32. It is true that, as the complainant states, when a regulator systematically recommends a particular course of action, this might lead the industry to believe that it should follow such recommendations at all times in order to be on the safe side. This could have the consequence of converting the recommendations into rules. However, from the complainant's observations, it appears that "the vast majority of registrants only conduct the minimum requirements".  The complainant's fears thus seem to be unfounded. 

33. Therefore, the Ombudsman does not find any instance of maladministration as regards the third allegation and claim.


On the basis of the inquiry into this complaint, the Ombudsman closes it with the following conclusion:

There has been no maladministration in the present case.

The complainant and ECHA will be informed of this decision.


Emily O'Reilly

Done in Strasbourg on 20 June 2014

[1] Regulation (EC) No 1907/2006 of the European Parliament and of the Council of 18 December 2006 concerning the Registration, Evaluation, Authorisation and Restriction of Chemicals (REACH), establishing a European Chemicals Agency, amending Directive 1999/45/EC and repealing Council Regulation (EEC) No 793/93 and Commission Regulation (EC) No 1488/94 as well as Council Directive 76/769/EEC and Commission Directives 91/155/EEC, 93/67/EEC, 93/105/EC and 2000/21/EC.

[2] Recital 1 of the REACH Regulation.

[3] A registrant is the person submitting a registration for a substance with ECHA (Article 2, definition 7 of the REACH Regulation).  

[4] The tonnage will determine which of Annexes VII to IX to the REACH Regulation will apply.

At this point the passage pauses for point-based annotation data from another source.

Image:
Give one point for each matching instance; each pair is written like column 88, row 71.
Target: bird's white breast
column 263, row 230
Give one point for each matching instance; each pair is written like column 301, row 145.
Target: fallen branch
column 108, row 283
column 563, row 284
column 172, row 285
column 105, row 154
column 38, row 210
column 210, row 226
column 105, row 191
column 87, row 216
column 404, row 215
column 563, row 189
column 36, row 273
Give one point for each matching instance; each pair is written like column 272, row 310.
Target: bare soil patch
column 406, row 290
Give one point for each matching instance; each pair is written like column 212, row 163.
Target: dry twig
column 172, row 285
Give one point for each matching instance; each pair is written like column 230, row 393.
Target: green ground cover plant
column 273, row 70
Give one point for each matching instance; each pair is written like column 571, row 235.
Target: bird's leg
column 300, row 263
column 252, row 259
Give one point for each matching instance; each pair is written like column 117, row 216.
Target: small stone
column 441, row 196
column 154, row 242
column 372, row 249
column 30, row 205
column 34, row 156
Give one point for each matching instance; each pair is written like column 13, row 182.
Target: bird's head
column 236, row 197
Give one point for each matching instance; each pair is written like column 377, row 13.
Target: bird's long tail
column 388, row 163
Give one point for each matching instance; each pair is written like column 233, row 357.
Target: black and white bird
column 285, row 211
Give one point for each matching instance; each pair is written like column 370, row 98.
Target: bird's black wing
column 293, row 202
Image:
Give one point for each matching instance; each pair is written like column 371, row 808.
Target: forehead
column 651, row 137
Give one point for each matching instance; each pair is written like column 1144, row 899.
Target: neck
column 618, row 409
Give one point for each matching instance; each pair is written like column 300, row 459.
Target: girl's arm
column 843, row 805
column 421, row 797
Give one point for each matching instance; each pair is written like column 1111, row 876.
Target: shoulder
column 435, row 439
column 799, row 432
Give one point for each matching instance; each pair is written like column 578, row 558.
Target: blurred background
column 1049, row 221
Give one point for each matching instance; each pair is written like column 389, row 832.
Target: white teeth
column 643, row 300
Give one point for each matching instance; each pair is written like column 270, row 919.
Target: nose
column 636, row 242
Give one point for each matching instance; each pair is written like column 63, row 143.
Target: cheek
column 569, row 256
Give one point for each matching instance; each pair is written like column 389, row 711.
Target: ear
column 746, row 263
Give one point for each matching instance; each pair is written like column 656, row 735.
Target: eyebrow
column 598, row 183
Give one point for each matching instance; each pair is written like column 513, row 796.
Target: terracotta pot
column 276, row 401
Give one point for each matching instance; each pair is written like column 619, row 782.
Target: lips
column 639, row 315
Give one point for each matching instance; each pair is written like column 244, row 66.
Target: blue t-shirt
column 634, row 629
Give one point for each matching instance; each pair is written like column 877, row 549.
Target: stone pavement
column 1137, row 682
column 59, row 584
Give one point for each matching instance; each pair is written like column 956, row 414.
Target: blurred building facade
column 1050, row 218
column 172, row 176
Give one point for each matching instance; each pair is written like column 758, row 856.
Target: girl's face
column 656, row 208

The requirements of the various Annexes are cumulative, meaning that a substance marketed in larger quantities will have to fulfil the requirements of the Annex governing its tonnage band, as well as those laid down in the Annexes concerning lower tonnage bands.

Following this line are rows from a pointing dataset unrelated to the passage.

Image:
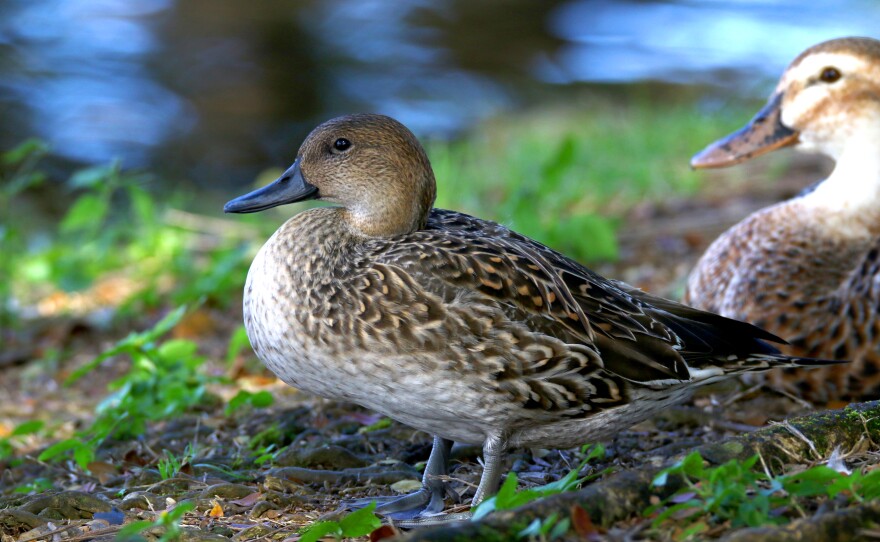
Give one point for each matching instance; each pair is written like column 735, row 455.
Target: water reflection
column 213, row 91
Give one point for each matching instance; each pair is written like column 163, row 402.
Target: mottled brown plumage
column 807, row 269
column 458, row 326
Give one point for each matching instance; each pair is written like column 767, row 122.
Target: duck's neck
column 850, row 196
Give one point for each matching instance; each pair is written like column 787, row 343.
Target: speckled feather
column 458, row 326
column 807, row 269
column 516, row 336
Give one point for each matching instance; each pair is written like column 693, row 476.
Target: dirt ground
column 329, row 458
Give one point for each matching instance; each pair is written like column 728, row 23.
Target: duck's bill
column 764, row 133
column 289, row 188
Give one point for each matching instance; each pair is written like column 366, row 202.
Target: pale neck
column 853, row 188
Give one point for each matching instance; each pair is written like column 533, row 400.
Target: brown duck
column 458, row 326
column 808, row 268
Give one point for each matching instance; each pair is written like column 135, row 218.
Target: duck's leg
column 494, row 452
column 427, row 501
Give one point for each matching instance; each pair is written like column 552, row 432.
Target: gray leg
column 430, row 499
column 494, row 452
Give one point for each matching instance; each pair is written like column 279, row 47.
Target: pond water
column 212, row 91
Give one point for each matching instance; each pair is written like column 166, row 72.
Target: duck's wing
column 640, row 337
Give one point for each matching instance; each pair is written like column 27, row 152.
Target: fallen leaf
column 113, row 517
column 103, row 470
column 271, row 514
column 406, row 486
column 383, row 532
column 194, row 325
column 248, row 500
column 582, row 523
column 683, row 497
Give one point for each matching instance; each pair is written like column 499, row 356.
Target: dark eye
column 829, row 75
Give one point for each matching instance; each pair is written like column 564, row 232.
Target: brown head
column 371, row 165
column 828, row 97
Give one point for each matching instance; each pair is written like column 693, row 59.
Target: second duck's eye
column 341, row 144
column 830, row 75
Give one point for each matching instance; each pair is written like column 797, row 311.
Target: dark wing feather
column 640, row 337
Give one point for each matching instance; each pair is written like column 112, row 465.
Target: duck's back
column 785, row 270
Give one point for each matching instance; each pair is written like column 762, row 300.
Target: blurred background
column 570, row 120
column 210, row 93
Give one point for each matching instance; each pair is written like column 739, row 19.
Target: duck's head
column 370, row 165
column 828, row 98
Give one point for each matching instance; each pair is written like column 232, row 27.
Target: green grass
column 565, row 176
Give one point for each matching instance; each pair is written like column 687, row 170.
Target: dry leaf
column 103, row 470
column 248, row 500
column 383, row 532
column 582, row 523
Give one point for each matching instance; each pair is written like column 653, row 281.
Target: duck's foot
column 426, row 502
column 494, row 451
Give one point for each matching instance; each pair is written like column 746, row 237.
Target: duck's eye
column 830, row 75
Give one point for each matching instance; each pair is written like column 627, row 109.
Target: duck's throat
column 851, row 194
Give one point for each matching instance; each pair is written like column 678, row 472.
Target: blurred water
column 213, row 91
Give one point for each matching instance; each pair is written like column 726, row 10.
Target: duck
column 808, row 268
column 458, row 326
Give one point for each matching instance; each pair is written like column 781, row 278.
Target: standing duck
column 458, row 326
column 808, row 269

[5] Test proposals are made by registrants when there is an information gap concerning the safety of the registered substance that cannot be filled otherwise than by animal tests.

[6] Pre-natal developmental toxicity refers to any possible interference with normal development of the foetus resulting from exposure of either parent prior to conception.

[7] Reproductive toxicity includes adverse effects on sexual function and fertility in adult males and females as well as developmental toxicity in the offspring.

[8] Annex VIII, section 8.7.1, column 2.

[9] Article 20(2) of the REACH Regulation.

[10] Article 41(1)(b) of the REACH Regulation. 

[11] This is known as staggered compliance, that is, the possibility that a dossier will become fully compliant with the REACH Regulation, in substantive terms, after its submission.